> GUILLERMO SACCOMANNO ENTRE LOS LIBROS DEL PADRE Y LAS HISTORIAS DE LA ABUELA
”Debía tener siete, ocho años. Y era, en ese barrio de calles de tierra, un lector precoz. En esta precocidad, seguro, incidía mi padre y su voluntad de ser escritor. Pero su vida pasaba por el trabajo y, más que por el trabajo, por la militancia, lo que se traducía en estrecheces económicas. Más de una noche en casa nos íbamos a dormir con un café con leche. No obstante, mi padre se las ingeniaba para comprar libros. En casa había una gran biblioteca en la que convivían desde El Capital de Juan B. Justo a las novelas de Emile Zola y Victor Hugo. En la mesa de la cocina, junto al mate y los cigarrillos, tenía siempre cerca una lapicera con la que subrayaba las páginas que leía. Además, anotaba en los márgenes. En esa época mi padre solía regalarme libros, novelas de aventuras, tanto Salgari como Stevenson. Una noche me sorprendí imitándolo. Me acuerdo de que agarré una lapicera y sobre un ejemplar de La isla del tesoro también yo empecé a subrayar. Subrayaba al azar: a veces tres o cuatro líneas, a veces un párrafo. Subrayaba y también anotaba lo que se me ocurría. Los subrayados y las anotaciones eran caprichosos, arbitrarios. Sin embargo, en esa acción había algo, un secreto que se me negaba. A medida que subrayaba y anotaba, la revelación se iba más lejos. Cuando me acuerdo de estas dos situaciones –mi padre subrayando y anotando en los márgenes, yo imitándolo– se me ocurre que sin darse demasiada cuenta, mi padre me transmitía una lección y que en esa lección residía el secreto: los subrayados, las anotaciones en los márgenes no son otra cosa que una conversación, esa clase de relación reflexiva y dialógica que solo un libro puede proponer.

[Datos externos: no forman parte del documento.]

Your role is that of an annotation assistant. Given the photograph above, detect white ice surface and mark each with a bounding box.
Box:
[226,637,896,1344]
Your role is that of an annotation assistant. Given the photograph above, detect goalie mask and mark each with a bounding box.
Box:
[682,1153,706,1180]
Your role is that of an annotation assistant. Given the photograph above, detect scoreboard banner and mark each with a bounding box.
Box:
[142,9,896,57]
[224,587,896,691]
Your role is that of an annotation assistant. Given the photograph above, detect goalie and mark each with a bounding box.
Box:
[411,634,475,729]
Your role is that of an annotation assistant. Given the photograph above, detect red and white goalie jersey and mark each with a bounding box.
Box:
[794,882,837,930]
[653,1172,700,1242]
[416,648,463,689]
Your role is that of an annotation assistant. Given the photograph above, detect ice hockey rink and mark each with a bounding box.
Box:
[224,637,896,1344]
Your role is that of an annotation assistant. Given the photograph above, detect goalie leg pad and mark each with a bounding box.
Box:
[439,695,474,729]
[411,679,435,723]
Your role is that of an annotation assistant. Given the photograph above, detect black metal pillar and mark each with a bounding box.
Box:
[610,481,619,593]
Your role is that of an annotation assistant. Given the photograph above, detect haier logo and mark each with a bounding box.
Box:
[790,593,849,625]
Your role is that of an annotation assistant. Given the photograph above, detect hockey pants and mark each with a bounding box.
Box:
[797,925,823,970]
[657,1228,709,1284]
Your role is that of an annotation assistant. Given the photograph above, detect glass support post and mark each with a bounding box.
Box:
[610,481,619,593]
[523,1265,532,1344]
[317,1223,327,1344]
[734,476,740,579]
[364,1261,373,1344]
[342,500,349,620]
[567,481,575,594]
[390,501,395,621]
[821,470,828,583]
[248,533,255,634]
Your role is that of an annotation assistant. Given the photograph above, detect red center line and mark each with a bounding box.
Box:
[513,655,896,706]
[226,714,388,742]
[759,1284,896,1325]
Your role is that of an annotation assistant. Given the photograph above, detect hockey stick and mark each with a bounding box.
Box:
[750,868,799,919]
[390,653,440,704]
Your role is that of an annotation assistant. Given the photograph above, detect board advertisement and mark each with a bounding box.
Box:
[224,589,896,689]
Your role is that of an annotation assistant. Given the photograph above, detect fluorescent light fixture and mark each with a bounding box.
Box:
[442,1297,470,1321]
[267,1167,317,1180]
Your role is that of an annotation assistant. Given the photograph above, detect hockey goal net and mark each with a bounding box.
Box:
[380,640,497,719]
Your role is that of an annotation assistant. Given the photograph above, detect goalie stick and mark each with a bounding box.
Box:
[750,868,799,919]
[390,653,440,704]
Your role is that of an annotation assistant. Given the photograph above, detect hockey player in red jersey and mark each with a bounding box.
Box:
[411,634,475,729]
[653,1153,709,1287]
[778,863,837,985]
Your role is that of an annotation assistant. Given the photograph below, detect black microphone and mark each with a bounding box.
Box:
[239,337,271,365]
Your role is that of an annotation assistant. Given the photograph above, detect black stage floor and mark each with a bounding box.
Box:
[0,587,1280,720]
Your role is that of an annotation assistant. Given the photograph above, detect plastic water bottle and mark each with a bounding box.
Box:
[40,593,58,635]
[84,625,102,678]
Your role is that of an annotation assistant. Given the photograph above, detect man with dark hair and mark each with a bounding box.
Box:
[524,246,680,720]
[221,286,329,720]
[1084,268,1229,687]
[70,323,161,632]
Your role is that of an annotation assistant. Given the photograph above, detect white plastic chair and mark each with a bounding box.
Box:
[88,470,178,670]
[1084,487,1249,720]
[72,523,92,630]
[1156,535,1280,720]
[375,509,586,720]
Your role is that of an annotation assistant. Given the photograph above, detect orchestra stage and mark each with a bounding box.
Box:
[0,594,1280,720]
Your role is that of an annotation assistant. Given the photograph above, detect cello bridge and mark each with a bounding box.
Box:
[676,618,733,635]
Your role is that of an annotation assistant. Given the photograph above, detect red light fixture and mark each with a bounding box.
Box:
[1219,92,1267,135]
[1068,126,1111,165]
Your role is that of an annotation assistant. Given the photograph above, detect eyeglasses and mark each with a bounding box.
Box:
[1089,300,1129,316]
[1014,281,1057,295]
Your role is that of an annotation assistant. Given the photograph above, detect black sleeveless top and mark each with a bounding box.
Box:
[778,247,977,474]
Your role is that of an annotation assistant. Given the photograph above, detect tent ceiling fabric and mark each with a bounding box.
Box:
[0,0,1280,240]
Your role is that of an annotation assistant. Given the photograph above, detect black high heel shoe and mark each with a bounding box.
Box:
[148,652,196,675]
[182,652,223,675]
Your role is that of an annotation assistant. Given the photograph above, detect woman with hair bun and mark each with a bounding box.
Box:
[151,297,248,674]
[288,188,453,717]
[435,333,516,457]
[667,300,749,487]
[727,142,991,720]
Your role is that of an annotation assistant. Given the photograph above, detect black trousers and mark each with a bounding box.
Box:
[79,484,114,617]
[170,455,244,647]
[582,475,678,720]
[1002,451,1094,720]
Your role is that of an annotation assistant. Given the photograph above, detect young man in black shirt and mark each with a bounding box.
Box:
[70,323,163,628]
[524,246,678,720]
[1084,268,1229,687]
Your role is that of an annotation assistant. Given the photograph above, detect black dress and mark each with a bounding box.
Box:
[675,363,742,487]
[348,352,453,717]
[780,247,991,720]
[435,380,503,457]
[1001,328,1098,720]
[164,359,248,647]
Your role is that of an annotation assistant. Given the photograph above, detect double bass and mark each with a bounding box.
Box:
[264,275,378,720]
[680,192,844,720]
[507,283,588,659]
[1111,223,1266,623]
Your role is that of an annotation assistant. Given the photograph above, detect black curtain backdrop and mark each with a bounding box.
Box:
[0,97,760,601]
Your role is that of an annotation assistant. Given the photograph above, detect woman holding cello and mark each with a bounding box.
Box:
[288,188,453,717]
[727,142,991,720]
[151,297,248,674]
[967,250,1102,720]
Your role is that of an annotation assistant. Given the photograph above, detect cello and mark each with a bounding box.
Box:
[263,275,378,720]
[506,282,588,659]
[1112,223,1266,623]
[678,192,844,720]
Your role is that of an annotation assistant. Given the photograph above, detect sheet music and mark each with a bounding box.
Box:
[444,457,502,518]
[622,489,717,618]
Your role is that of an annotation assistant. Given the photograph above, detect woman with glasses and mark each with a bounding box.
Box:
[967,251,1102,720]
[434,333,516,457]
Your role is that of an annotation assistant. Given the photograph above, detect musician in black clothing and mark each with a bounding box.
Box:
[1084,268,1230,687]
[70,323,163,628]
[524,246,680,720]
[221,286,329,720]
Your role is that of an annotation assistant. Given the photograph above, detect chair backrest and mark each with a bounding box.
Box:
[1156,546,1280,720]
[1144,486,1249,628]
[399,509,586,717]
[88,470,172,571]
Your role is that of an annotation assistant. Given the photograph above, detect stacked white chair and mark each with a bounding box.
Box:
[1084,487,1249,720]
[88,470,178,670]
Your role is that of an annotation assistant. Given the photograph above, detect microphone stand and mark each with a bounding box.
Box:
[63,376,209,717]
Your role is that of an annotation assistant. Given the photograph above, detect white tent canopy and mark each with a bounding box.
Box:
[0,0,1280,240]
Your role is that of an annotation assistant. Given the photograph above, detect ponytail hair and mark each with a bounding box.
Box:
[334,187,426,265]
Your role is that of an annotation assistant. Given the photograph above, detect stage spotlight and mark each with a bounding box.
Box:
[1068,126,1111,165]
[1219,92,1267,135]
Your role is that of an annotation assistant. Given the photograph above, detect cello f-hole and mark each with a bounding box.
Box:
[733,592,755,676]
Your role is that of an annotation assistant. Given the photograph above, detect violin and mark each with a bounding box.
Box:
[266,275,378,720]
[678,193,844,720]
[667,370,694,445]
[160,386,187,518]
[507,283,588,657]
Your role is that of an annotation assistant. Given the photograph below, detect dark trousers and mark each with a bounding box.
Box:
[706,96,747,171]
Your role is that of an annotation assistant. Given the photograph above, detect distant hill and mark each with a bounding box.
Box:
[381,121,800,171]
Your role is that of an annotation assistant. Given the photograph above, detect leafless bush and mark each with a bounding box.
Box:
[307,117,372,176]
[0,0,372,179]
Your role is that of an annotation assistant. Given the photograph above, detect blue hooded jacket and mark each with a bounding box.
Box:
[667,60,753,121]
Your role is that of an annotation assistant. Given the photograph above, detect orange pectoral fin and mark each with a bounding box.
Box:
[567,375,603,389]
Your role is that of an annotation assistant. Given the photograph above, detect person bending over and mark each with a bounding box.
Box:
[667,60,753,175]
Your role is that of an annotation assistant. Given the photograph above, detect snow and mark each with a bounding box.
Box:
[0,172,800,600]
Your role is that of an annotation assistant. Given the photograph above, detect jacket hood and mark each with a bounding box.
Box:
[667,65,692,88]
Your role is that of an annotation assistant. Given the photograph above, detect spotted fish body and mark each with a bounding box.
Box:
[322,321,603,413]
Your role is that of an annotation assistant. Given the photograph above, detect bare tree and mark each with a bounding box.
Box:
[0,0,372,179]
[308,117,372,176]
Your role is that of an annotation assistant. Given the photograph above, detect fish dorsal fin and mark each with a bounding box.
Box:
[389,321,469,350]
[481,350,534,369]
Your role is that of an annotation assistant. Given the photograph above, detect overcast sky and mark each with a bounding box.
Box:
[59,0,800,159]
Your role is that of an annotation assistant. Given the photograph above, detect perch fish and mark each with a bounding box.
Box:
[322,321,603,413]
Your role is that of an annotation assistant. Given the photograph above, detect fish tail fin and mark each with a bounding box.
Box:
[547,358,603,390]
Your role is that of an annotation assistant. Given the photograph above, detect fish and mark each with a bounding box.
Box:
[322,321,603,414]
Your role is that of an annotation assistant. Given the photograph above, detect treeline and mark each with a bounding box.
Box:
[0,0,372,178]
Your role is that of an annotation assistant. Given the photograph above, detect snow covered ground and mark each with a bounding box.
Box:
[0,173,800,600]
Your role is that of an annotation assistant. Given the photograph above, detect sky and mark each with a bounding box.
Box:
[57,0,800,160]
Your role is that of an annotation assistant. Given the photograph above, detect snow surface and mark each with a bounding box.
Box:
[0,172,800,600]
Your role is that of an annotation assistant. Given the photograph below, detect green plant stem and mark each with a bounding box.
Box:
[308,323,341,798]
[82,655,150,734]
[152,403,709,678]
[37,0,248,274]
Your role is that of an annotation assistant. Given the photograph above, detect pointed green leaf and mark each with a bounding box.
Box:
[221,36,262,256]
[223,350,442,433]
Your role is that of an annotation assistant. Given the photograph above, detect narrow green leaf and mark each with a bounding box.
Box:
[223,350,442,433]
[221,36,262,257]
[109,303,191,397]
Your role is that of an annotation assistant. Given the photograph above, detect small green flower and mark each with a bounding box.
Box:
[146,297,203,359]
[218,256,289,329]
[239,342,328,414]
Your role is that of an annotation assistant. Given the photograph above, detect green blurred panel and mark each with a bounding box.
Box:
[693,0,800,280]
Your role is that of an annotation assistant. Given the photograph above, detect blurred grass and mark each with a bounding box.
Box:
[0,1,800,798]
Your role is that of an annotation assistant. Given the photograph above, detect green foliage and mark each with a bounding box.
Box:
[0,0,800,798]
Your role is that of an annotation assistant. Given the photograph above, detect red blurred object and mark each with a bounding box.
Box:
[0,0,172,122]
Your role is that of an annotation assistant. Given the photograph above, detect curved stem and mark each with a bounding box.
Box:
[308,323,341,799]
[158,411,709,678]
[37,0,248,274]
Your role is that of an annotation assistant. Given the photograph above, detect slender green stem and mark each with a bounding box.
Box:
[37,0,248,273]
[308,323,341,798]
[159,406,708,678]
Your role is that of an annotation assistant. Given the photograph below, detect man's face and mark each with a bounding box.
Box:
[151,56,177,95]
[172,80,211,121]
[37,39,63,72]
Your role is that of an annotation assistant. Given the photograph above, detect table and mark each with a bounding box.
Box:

En ese tiempo, yo compartía una pieza del fondo de la casa con mi abuela gallega. Al acostarnos, en la oscuridad, antes de dormir, la abuela empezaba a contarme unas historias tremendas de su aldea. Contaré solo dos. Una era la historia de un casado putañero. Una noche su mujer y su hija lo esperaron en la calle. Y lo castraron. En la noche, toda la aldea escuchó los alaridos del hombre. Pero nadie, ningún vecino, acudió en socorro del hombre desangrándose. Otra historia de la abuela, la de su prima María. Había tenido un hijo con el cura de la aldea. Y lo había bautizado Jesús. Cuando Jesús cumplió treinta y tres años, se ahorcó colgándose de un árbol.
En esa época observaba a mi padre cuando leía. En mi biblioteca en la misma pieza. En esa época fue cuando empecé a padecer sonambulismo. Me levantaba en la noche, caminaba hacia la biblioteca y sacaba un libro. La voz de la abuela, en la oscuridad, me pedía que volviera acostarme. Le obedecía. Pero llevándome el libro a la cama. Siempre en la oscuridad, mantenía el libro abierto. Y aunque estaba dormido, leía en voz baja. Eso hacía. Y la abuela me lo contaba en la mañana siguiente. Anoche había vuelto a levantarme en la oscuridad, había caminado hacia la biblioteca, había sacado un libro y lo había leído. Siempre en la oscuridad. Durante mucho tiempo le busqué interpretaciones a ese sonambulismo. No creo haber dado con una que, todavía hoy, me convenza. Sería fácil adjudicarle el sonambulismo al efecto de esas historias que mi abuela contaba. Ahora, al hacer memoria, se me ocurre que la búsqueda del pibe sonámbulo era la de una continuación de la voz de la abuela en la oscuridad, la prolongación de sus historias magnéticas en un libro soñado.